The Chernobyl Privileges has been Shortlisted for the Rubery Award

26/07/19 | By Gavin Lee Davies, Mr

John Hunt Publishing is proud to announce that The Chernobyl Privileges by Alex Lockwood has been Shortlisted for the Rubery Award.

The Chernobyl Privileges

What is the half-life of a secret? Arriving at midlife with a string of failed jobs behind him, Anthony Fahey knows he's lucky to be given a last chance as a radiation monitor at Her Majesty's Naval Base Clyde, where Britains Trident nuclear weapons are kept. Already struggling to keep his marriage together after the death of his wife's father, Anthony finds himself at the centre of an emergency when an accident on a Trident submarine throws the base into crisis. But as the situation worsens as old memories and buried secrets from his childhood reach into the present, and Anthony begins to understand that it isn't only radiation that has a half-life. Inspired by real events, The Chernobyl Privileges is a searing psychological drama that depicts the traumatic experience of surviving the disaster. Both heart-warming and tragic, it explores the consequences of decisions we are forced to make and that shape our lives.

What is the Rubery Award?
The Rubery Prize is a prestigious international book award seeking the best books by indie writers, self-published authors, and books published by independent presses, judged by reputable judges. Creative writing is such a key part of life for those who enjoy writing yet it is increasingly difficult to become traditionally published. Through our reputation of finding quality and outstanding books, we aim to bring recognition to the works that win and heighten an author's profile. The Rubery Prize is a well-established name in the publishing world.

Alex Lockwood
Alex Lockwood is a writer and scholar living in the North of England. A former international journalist reporting from Albania to Zambia, he writes regularly for The Millions, The Guardian, Earthlines magazine, Like the Wind magazine,, and other titles.

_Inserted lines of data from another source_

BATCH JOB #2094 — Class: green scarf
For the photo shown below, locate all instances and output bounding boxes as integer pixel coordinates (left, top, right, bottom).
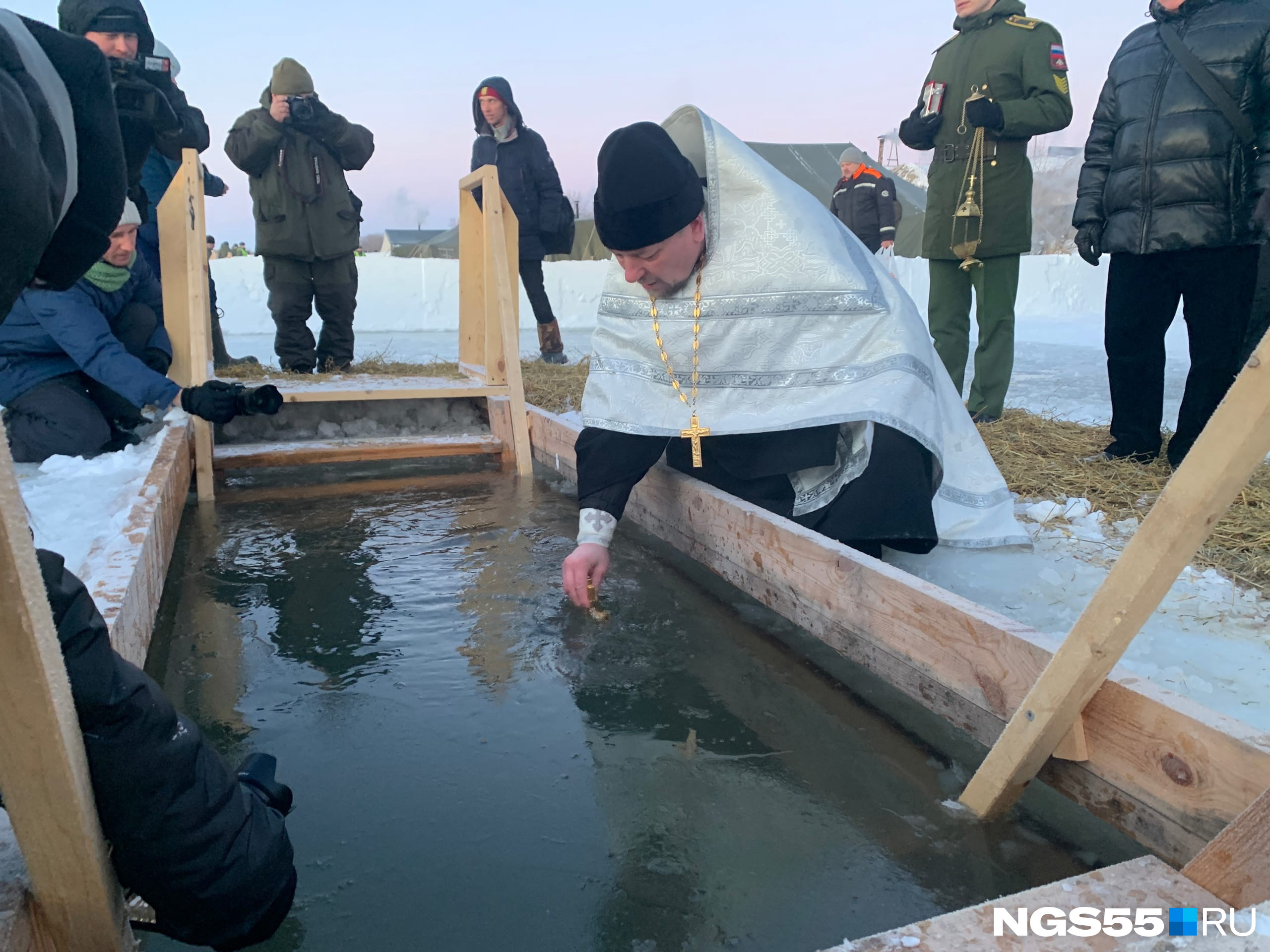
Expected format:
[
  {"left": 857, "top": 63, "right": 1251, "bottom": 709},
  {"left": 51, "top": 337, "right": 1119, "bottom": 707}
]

The recipient of a 2014 Winston Churchill Travel Fellowship for his work in environmental education, he is the author of The Pig in Thin Air (Lantern Books, NY, 2016) his memoir about that journey across the USA and Canada exploring how we live alongside other animals. Holding a Ph.D. in Creative Writing from Newcastle University (tutored by Booker-longlisted Andrew Crumey), he teaches journalism part-time and has been commissioned to produce an eight-part narrative podcast exploring responses to climate change through story.

A hard-working author, in 2016 he spent five months and a lot of his own money on a 40-venue, UK, US, and Canada debut book tour. A well-known speaker within the environmental education and animal protection field, he has just finished a 22-date tour of festivals to continue the promotion for his current book.

He has a particular interest in literature that looks beyond the human to our bonds with nonhuman others and place. His passion is for both fiction and non-fiction, writing stories that explore the changing world through our most meaningful relationships.